Yingluck Shinawatra becomes Thailand's first female PM

Shinaw­atra wooed the poor of Thaila­nd who powere­d her in to office, replac­ing Abhisi­t Vejjaj­iva as the PM.

Reuters August 05, 2011

BANGKOK: After a five year wait, a Shinawatra returns to the Prime Ministerial office in Thailand. Yingluck Shinawatra won won the support of more than half of the 500 lawmakers in the Thai parliament to become Thailand’s first women PM and returns the Shinawatra family to the PM office.

In what is being described as a script from a movie, Shinawatra made a stunning leap from the boardroom to head of government in less than three months, shaking up Thai politics with a revival of the populist legacy of her exiled brother and former premier Thaksin Shinawatra.

The 44-year-old businesswoman was catapulted from relative obscurity to stardom in a matter of days, and, with her good looks and down-to-earth approach, she quickly won over the poor who elected Thaksin twice and saw Yingluck as their best hope of bringing him home.

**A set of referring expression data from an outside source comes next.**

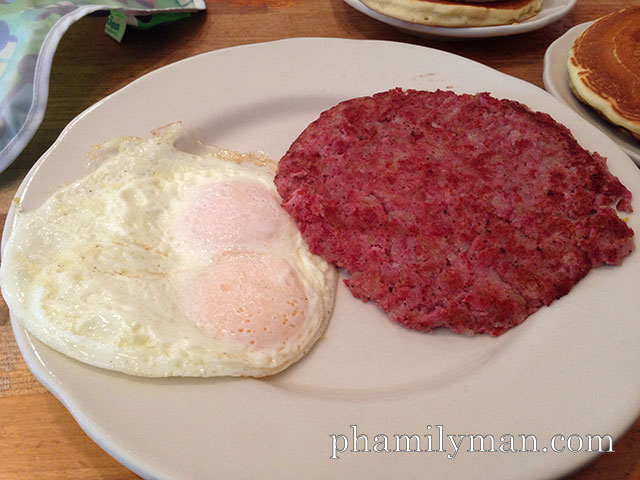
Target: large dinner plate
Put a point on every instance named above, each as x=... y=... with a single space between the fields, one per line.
x=551 y=11
x=561 y=376
x=556 y=81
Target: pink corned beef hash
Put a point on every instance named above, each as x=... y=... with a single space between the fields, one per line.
x=457 y=211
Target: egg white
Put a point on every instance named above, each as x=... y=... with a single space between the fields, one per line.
x=97 y=272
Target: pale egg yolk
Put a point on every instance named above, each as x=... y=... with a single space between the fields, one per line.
x=234 y=214
x=257 y=300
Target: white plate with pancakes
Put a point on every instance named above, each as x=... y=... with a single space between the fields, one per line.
x=551 y=11
x=366 y=374
x=556 y=81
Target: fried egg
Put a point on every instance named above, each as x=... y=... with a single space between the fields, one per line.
x=160 y=262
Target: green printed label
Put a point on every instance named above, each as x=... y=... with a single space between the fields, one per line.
x=116 y=25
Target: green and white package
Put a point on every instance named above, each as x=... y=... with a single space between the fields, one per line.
x=29 y=34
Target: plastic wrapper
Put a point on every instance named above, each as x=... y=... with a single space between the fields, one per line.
x=29 y=34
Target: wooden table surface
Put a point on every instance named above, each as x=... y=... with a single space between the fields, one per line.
x=38 y=437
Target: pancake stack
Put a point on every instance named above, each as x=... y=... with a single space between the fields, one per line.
x=470 y=13
x=604 y=68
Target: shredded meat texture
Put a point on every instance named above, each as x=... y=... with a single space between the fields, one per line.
x=457 y=211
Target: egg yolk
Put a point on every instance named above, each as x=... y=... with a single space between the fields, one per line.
x=234 y=213
x=256 y=299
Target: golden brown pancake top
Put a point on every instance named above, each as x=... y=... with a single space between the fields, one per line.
x=610 y=51
x=501 y=4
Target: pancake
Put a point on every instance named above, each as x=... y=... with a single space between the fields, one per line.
x=443 y=13
x=604 y=68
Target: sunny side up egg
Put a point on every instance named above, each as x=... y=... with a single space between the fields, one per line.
x=163 y=263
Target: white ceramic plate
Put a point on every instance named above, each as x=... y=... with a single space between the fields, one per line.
x=551 y=11
x=564 y=371
x=556 y=81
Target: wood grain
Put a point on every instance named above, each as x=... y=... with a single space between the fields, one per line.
x=38 y=437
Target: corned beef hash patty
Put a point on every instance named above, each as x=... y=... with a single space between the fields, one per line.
x=457 y=211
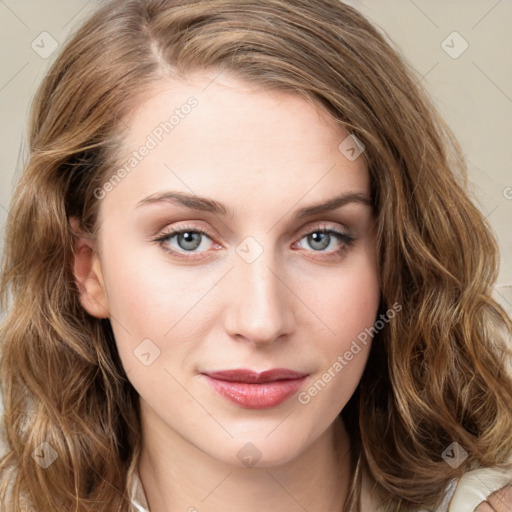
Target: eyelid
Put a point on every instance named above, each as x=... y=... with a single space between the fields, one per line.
x=167 y=232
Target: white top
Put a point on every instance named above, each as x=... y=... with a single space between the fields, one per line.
x=464 y=496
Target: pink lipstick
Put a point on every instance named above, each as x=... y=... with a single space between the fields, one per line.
x=253 y=390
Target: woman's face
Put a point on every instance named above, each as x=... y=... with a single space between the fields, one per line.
x=262 y=289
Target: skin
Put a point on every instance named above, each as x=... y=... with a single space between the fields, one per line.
x=264 y=155
x=498 y=501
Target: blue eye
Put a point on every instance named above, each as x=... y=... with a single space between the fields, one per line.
x=189 y=239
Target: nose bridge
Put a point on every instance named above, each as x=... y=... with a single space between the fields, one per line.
x=260 y=309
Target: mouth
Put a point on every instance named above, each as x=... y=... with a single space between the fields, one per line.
x=253 y=390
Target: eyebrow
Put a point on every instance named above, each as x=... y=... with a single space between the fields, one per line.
x=205 y=204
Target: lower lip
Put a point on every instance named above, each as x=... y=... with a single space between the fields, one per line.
x=256 y=396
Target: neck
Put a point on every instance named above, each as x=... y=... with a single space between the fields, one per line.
x=176 y=475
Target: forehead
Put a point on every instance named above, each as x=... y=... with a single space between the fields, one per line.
x=239 y=142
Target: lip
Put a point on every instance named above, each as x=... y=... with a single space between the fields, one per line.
x=253 y=390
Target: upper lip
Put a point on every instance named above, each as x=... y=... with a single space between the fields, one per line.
x=252 y=377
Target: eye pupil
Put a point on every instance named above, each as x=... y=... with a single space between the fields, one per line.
x=317 y=237
x=188 y=238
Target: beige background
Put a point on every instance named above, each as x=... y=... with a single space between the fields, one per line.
x=473 y=91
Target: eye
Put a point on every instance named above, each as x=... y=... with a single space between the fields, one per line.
x=187 y=238
x=323 y=237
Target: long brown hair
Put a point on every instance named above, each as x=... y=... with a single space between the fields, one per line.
x=437 y=372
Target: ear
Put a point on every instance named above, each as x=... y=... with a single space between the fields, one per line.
x=88 y=275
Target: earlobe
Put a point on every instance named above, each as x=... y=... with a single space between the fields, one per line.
x=87 y=273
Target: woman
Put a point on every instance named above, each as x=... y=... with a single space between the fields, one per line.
x=245 y=274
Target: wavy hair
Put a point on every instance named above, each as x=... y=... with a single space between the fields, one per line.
x=437 y=373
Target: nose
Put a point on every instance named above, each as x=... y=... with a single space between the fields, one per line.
x=259 y=304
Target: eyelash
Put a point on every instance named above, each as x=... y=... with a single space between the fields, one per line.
x=346 y=240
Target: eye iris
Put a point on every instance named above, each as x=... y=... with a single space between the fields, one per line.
x=313 y=239
x=189 y=238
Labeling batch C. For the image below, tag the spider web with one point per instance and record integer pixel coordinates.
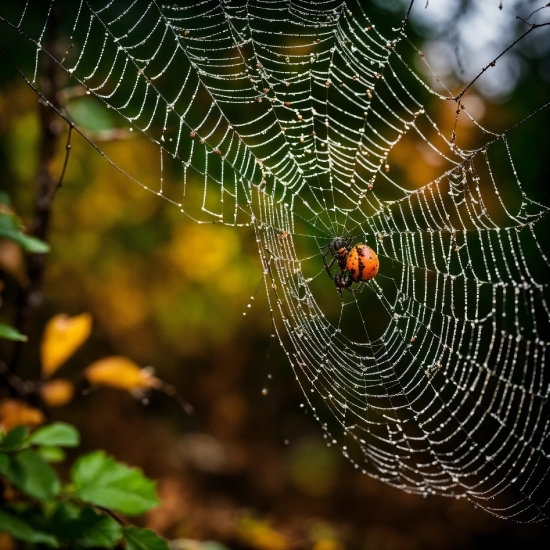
(291, 117)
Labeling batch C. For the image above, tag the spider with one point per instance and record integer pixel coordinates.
(356, 264)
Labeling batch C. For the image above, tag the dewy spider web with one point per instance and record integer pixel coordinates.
(291, 117)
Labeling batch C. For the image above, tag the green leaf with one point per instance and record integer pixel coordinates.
(30, 473)
(11, 333)
(52, 454)
(58, 433)
(90, 114)
(85, 527)
(15, 437)
(99, 480)
(10, 228)
(143, 539)
(23, 531)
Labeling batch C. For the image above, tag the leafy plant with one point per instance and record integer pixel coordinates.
(41, 510)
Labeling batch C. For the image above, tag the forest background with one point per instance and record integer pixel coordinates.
(246, 470)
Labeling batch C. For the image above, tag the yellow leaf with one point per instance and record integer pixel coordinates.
(119, 372)
(57, 393)
(14, 413)
(62, 337)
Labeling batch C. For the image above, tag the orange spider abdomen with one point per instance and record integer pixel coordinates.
(362, 263)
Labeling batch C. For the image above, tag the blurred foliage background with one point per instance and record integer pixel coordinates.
(246, 470)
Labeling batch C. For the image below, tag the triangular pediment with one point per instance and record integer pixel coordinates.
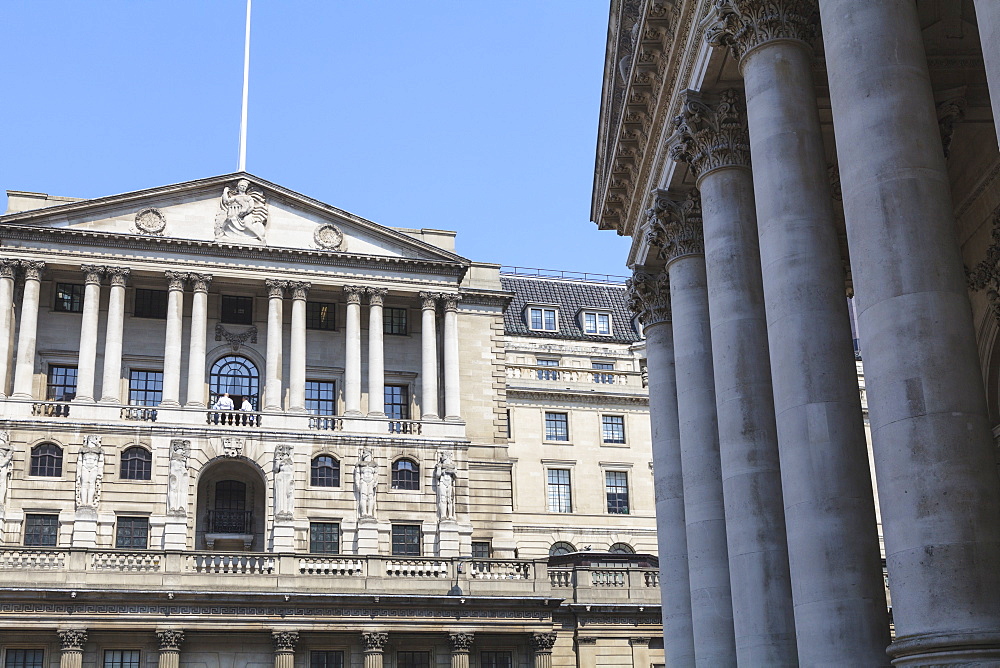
(234, 209)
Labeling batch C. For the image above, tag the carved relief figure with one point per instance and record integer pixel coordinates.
(365, 483)
(244, 213)
(445, 475)
(89, 472)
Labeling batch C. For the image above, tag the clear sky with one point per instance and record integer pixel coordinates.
(467, 115)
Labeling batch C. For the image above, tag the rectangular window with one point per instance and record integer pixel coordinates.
(616, 488)
(41, 530)
(237, 310)
(145, 388)
(320, 315)
(69, 298)
(61, 383)
(132, 533)
(320, 397)
(394, 320)
(150, 304)
(324, 537)
(556, 426)
(397, 402)
(406, 540)
(613, 428)
(560, 495)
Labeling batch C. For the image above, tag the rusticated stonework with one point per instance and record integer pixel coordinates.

Just 48 days before the July 3 election, Thaksin's Puea Thai Party was in disarray. Thaksin was trying to organise the campaign from his villa in Dubai, unable to come home because a two-year prison sentence for abuse of power awaits him.

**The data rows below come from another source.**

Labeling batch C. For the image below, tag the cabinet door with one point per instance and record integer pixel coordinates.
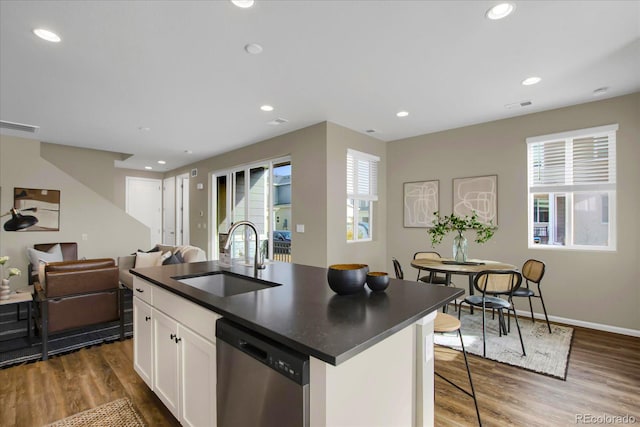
(166, 373)
(198, 368)
(143, 341)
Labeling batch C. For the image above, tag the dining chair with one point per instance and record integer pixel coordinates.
(432, 277)
(445, 323)
(397, 268)
(532, 272)
(491, 284)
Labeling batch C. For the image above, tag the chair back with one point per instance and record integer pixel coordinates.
(398, 269)
(533, 270)
(426, 255)
(497, 282)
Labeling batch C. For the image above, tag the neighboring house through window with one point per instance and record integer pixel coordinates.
(362, 190)
(572, 189)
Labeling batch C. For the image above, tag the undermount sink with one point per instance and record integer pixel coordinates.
(225, 284)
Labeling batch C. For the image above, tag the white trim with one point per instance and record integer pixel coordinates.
(594, 131)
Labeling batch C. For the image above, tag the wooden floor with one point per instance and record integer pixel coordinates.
(603, 379)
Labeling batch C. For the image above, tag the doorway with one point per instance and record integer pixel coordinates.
(260, 193)
(144, 203)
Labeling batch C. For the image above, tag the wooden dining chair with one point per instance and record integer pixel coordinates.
(532, 272)
(446, 323)
(492, 284)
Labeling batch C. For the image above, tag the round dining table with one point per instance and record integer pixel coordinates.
(449, 266)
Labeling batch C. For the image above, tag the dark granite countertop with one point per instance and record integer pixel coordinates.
(304, 313)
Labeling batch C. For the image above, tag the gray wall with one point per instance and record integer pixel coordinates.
(110, 231)
(95, 169)
(595, 287)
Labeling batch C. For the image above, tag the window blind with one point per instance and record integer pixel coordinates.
(362, 175)
(583, 160)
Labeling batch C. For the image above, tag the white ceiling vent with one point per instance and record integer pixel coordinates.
(18, 126)
(277, 121)
(517, 105)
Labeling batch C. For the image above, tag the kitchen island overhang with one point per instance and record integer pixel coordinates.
(370, 354)
(302, 312)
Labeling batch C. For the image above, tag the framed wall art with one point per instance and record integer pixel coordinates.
(420, 201)
(45, 205)
(479, 194)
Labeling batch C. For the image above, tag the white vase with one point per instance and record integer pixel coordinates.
(4, 289)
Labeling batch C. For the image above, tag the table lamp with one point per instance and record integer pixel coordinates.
(19, 221)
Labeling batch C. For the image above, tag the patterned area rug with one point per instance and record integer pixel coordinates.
(119, 413)
(547, 353)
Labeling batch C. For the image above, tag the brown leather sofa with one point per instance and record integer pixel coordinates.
(78, 293)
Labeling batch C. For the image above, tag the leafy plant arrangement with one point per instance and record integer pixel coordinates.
(445, 224)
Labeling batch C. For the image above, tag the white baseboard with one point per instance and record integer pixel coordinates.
(581, 323)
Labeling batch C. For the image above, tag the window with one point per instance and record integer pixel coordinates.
(362, 191)
(572, 189)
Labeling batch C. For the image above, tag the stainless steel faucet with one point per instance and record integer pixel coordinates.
(256, 265)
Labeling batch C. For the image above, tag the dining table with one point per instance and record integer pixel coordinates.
(470, 268)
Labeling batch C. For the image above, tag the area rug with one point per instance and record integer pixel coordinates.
(119, 413)
(547, 353)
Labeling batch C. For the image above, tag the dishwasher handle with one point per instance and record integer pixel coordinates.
(253, 350)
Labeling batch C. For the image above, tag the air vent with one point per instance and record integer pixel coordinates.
(18, 126)
(277, 121)
(517, 105)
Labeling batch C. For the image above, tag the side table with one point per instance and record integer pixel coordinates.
(19, 298)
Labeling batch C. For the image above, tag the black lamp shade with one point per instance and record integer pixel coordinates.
(19, 221)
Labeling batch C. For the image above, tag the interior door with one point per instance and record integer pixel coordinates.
(144, 203)
(169, 211)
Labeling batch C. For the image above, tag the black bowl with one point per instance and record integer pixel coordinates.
(377, 281)
(345, 279)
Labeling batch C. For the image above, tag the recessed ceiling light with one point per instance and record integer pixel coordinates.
(600, 91)
(500, 11)
(531, 81)
(47, 35)
(243, 3)
(253, 48)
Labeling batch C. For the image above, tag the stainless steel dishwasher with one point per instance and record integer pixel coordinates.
(260, 383)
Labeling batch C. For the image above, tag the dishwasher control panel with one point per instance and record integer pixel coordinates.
(278, 357)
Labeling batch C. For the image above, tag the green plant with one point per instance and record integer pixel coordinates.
(445, 224)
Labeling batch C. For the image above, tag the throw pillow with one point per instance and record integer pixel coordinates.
(173, 259)
(151, 259)
(52, 255)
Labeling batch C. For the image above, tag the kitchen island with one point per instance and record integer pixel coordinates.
(371, 354)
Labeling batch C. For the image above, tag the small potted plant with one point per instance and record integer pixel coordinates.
(444, 224)
(4, 287)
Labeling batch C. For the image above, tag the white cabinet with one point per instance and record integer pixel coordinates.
(143, 341)
(181, 344)
(198, 368)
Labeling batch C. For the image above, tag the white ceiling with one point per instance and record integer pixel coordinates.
(180, 68)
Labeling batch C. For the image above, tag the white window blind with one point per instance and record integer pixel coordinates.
(583, 160)
(362, 175)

His decision to thrust his barely known sister into the spotlight looked baffling at first but quickly came to be seen as a masterstroke as she wooed the crowds and stole the headlines from outgoing premier Abhisit Vejjajiva.

Soon after her May 16 nomination, Puea Thai surged ahead in the opinion polls, finally winning the elections in early July.

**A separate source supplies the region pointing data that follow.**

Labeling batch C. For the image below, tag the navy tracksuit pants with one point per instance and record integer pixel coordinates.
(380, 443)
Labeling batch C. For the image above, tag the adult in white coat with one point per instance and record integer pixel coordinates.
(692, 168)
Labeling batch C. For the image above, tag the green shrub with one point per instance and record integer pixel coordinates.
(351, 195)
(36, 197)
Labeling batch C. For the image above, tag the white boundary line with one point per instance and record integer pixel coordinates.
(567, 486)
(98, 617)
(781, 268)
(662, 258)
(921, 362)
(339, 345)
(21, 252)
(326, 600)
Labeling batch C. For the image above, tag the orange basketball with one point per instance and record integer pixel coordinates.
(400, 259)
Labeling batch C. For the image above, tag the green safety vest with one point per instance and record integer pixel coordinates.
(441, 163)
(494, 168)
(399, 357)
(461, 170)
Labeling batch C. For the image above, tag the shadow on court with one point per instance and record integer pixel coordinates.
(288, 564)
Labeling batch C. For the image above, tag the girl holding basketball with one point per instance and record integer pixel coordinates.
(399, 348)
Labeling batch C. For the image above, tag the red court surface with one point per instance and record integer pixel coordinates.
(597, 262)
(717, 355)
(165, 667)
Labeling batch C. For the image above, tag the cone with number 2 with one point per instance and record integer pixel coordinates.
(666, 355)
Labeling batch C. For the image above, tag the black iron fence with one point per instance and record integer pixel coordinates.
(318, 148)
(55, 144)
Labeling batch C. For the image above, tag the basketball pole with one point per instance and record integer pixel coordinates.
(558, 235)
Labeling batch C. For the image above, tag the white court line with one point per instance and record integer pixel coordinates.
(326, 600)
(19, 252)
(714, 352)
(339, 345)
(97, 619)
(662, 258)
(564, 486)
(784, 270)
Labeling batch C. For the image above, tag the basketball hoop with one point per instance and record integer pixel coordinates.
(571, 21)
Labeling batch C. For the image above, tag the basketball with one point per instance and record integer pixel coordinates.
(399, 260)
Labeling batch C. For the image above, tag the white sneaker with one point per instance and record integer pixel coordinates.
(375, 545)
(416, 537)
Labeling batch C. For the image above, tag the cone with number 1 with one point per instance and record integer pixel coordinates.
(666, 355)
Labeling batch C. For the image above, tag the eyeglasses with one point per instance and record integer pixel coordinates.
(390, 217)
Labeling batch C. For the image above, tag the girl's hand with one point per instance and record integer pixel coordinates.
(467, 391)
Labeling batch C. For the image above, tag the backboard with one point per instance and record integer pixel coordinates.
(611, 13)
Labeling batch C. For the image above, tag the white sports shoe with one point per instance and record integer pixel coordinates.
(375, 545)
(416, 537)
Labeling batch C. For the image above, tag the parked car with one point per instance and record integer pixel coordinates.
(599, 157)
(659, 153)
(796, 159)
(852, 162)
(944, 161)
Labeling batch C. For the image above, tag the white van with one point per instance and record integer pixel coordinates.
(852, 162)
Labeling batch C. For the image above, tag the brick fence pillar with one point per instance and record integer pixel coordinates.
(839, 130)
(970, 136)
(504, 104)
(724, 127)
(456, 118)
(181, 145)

State television channels gave her campaign unusually wide coverage, and images of a smiling Yingluck, sleeves rolled up, cooking Thai specialities, riding tractors or receiving red roses were splashed across newspaper front pages for weeks.

"It was a definitely a smart strategy. She had charisma, a fresh face and she showed her Thai side in not being aggressive and really reinforced the Thaksin brand," said Danny Richards, a London-based analyst with the Economist Intelligence Unit.